Two chemical properties known for their important role in controlling enzyme activity and substrate decomposition by organisms in soil, pH and C/N ratio, correlated significantly with both ln k _Rh and Ea_Rh (Table 2). The enzymatic potential for oxidizing the stable fractions of SOM is strongly related to pH, whereas the enzymatic potential for hydrolyzing labile SOM components is tied to soil pH and the stoichiometry of the decomposer community (Sinsabaugh et al. 2008). The pH optima differ widely across enzymes, and pH dependency of enzyme activities can, thus, be positive or negative depending on the observed range of pH values. We found a significantly negative relationship between pH and Ea_Rh (Table 2) for the pH range of 3.1–5.4, whereas Craine et al. (2010b) reported converse results for mineral grassland soils in the pH range 5.4–7.6. Interestingly, merging of these data would reveal a minimum Ea_Rh at a pH of approximately 5.4 (Fig. 5). These combined data may indicate that different enzymes with different pH optima exert control on instantaneous rates of key metabolic processes and, therefore, different substrates contribute to the observed CO₂ flux. Recent research on pH effects on decadal to centennial SOM turnover showed a stimulating effect of declining soil acidity (pH range 3.9–5.9) on carbon turnover rates at the Alp Flix site (Leifeld et al. 2013). Hence, soil pH may control activity in the short and in the long term. In addition, soil acidity may affect not only k _Rh but also Ea_Rh, although the mechanisms behind pH effects on temperature sensitivities still need to be explored. Also, the soil C/N ratio correlated highly significantly with both k _Rh and Ea_Rh (Table 2) and with declining C/N ratios respiration rates increased while activation energies decreased. It seems reasonable to assume that particular in organic soils having a wide C/N ratio, N may be a limiting factor for heterotrophic soil respiration. However, C/N also covaried with soil pH, making it difficult to separate effects among these two.

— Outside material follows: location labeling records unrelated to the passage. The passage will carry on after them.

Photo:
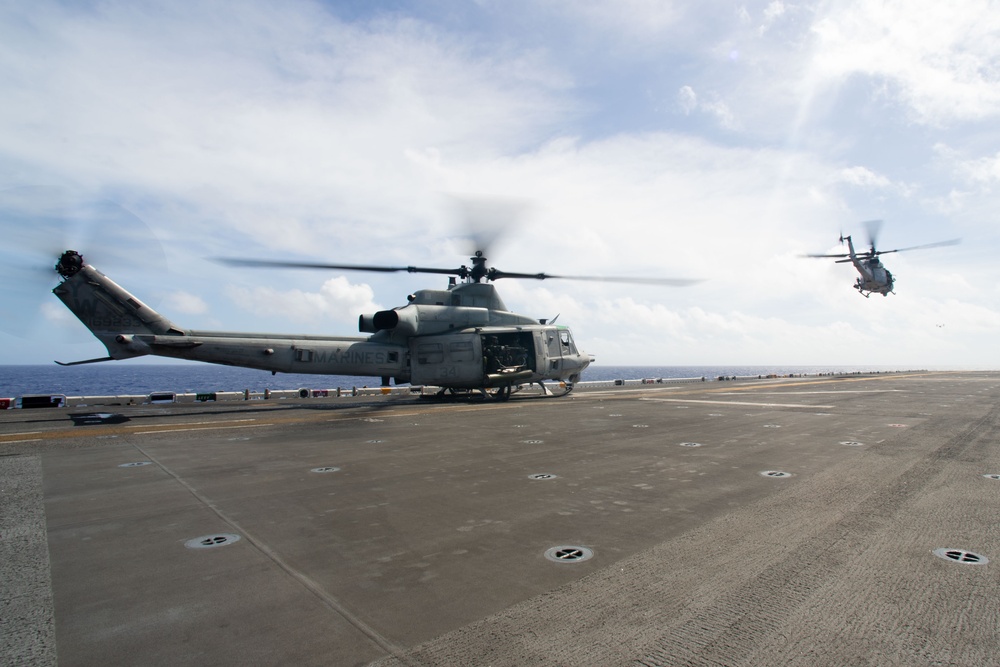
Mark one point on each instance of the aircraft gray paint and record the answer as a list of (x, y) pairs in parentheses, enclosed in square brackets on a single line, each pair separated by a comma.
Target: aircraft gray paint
[(461, 339), (874, 277)]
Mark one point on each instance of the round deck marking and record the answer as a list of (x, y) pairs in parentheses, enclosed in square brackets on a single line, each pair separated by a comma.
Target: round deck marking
[(569, 554), (961, 556), (212, 541)]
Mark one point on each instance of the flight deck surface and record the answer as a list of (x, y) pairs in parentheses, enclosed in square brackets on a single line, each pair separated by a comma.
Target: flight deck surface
[(797, 521)]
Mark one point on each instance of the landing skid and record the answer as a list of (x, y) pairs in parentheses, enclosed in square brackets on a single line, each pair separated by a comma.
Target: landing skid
[(502, 393)]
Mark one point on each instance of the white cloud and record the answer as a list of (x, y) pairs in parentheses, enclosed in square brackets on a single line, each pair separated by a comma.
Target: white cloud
[(337, 300), (184, 302), (938, 57), (247, 129)]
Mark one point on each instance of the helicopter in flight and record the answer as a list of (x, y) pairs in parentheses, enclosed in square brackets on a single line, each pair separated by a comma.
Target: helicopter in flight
[(461, 339), (874, 278)]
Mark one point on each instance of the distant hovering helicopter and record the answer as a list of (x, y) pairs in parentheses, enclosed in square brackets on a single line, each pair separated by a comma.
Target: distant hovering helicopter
[(874, 278), (461, 339)]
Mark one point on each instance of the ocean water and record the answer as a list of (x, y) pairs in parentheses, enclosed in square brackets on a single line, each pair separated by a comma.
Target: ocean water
[(125, 378)]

Table 2 Correlation coefficient (Pearson) between heterotrophic respiration at 25 °C (ln k Rh), activation energy of Rh (Ea_Rh), C/N ratio, and pH value of soils (p < 0.001 ***; p < 0.01 **)

Fig. 5

Activation energy of heterotrophic respiration in relation to soil pH. Triangles represent data published by Craine et al. (2010b) for grassland sites in North America; squares data from this study

Conclusion

Organic matter thermal stability correlated significantly with rates and activation energies of heterotrophic respiration, confirming that SOM thermal stability can be related to biological functioning. However, the temperature sensitivity of microbial SOM decomposition is not related to the chemical activation energy of the corresponding substrate that we measured by its thermal stability against oxidation. The capacity of the decomposer community and the catalytic power of exoenzymes it releases seems to be largely independent of the substrate's inherent recalcitrance but regulated by factors such as soil pH or substrate C/N ratio, both of which are linked to the organisms' physiology and stoichiometry.